When did you open Pasteur and what was the inspiration behind it?
TONY: My dad always wanted to open a restaurant because food has always been a huge part of our family. And he wanted to bring some of the food that he remembered from his childhood here to New York.
DENNIS: When I was growing up in Vietnam, I ate Vietnamese food — com suon bi cha, bún riêu, bún bò huế, and chè — every morning on the street before going to school. These memories inspired me to share the food I ate growing up with people who didn’t know a lot about Vietnamese food. In the 90s, there were very few Vietnamese restaurants in NYC. I thought this would be a good opportunity to teach New Yorkers more about Vietnamese food. I like Vietnamese food because it is well-balanced — it’s sweet, savory, fresh, not oily, not too spicy, and mostly served with fresh vegetables. I knew that it had the potential to become really popular. So I opened the restaurant in 1995.
What is your family's story in arriving to the US?
TONY: My grandparents are ethnically Chinese. They moved to Vietnam and there was a lot of discrimination against the ethnic minority Chinese in Vietnam. They were forced to move to the countryside, do manual labor, and all their property was seized.
So in order to have a better life, they had to escape. They escaped after Saigon fell from the Vietnam War. They rode a small, wooden boat with 200 people, and they lived in Indonesian refugee camps and slept in one bed in a shack, infested with rodents. It was a horrible place to be. Luckily they were sponsored by a family member here in America, so my dad immigrated here in the ‘80s.
Why is it important for you to continue the business?
TONY: The restaurant business is so core to immigrant communities because when you have had such hard experiences, the two most core things you have are food and family.
The recipes my mom cooks at the restaurant were passed down by her mom and passed down from her mother. The quality of our food and our service are instrumental to our success. We treat all of our customers like family.
Now our restaurant is currently the oldest Vietnamese restaurant in Chinatown.
What does being an immigrant/child of immigrants mean to you or what has it taught you?

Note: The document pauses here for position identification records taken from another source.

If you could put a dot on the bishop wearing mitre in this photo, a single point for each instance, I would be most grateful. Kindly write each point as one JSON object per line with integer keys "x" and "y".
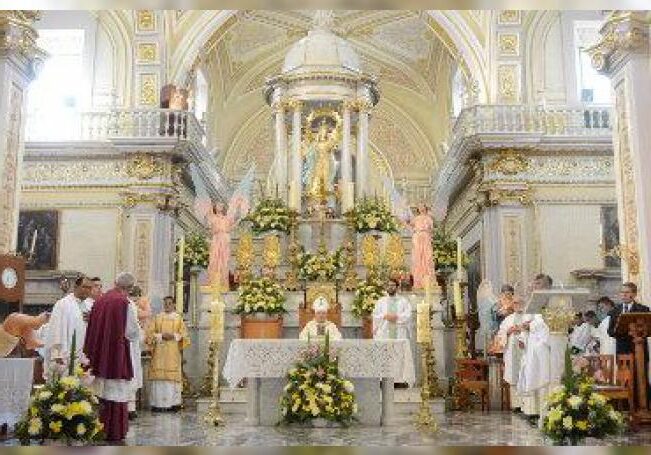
{"x": 319, "y": 326}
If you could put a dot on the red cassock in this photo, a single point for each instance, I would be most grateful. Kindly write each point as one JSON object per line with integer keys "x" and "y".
{"x": 107, "y": 349}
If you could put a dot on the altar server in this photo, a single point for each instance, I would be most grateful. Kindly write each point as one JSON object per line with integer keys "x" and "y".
{"x": 111, "y": 328}
{"x": 317, "y": 328}
{"x": 392, "y": 315}
{"x": 67, "y": 318}
{"x": 534, "y": 369}
{"x": 507, "y": 338}
{"x": 167, "y": 336}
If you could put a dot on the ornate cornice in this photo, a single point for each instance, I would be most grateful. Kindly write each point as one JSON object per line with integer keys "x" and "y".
{"x": 624, "y": 34}
{"x": 18, "y": 40}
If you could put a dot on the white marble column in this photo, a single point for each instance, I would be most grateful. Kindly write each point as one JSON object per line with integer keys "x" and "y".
{"x": 19, "y": 57}
{"x": 280, "y": 172}
{"x": 347, "y": 187}
{"x": 361, "y": 177}
{"x": 623, "y": 54}
{"x": 295, "y": 162}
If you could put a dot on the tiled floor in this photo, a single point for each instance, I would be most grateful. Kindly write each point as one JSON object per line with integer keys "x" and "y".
{"x": 474, "y": 428}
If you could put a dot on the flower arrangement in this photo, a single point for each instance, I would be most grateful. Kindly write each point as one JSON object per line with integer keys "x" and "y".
{"x": 315, "y": 389}
{"x": 372, "y": 215}
{"x": 321, "y": 265}
{"x": 260, "y": 295}
{"x": 196, "y": 252}
{"x": 366, "y": 294}
{"x": 444, "y": 251}
{"x": 64, "y": 409}
{"x": 575, "y": 411}
{"x": 271, "y": 215}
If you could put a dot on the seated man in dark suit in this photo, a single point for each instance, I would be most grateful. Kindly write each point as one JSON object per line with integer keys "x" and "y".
{"x": 624, "y": 344}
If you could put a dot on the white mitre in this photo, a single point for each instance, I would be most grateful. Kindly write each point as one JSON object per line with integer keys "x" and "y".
{"x": 320, "y": 305}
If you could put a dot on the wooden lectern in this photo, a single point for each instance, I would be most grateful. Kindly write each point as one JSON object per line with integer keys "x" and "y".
{"x": 638, "y": 327}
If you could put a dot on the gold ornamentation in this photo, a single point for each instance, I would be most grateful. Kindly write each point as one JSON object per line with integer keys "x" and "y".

TONY: When I was a kid, I didn’t pay attention to the fact that I was an immigrant because I grew up in a neighborhood that was primarily immigrants. But now I’m very grateful for the sacrifices my parents have made on this journey to bring me to where I am today. As I got older, I realized that where I am today is all because of my parents' hard work. And this allows me to focus on things that are important to me: giving back to my community and finding ways to empower others.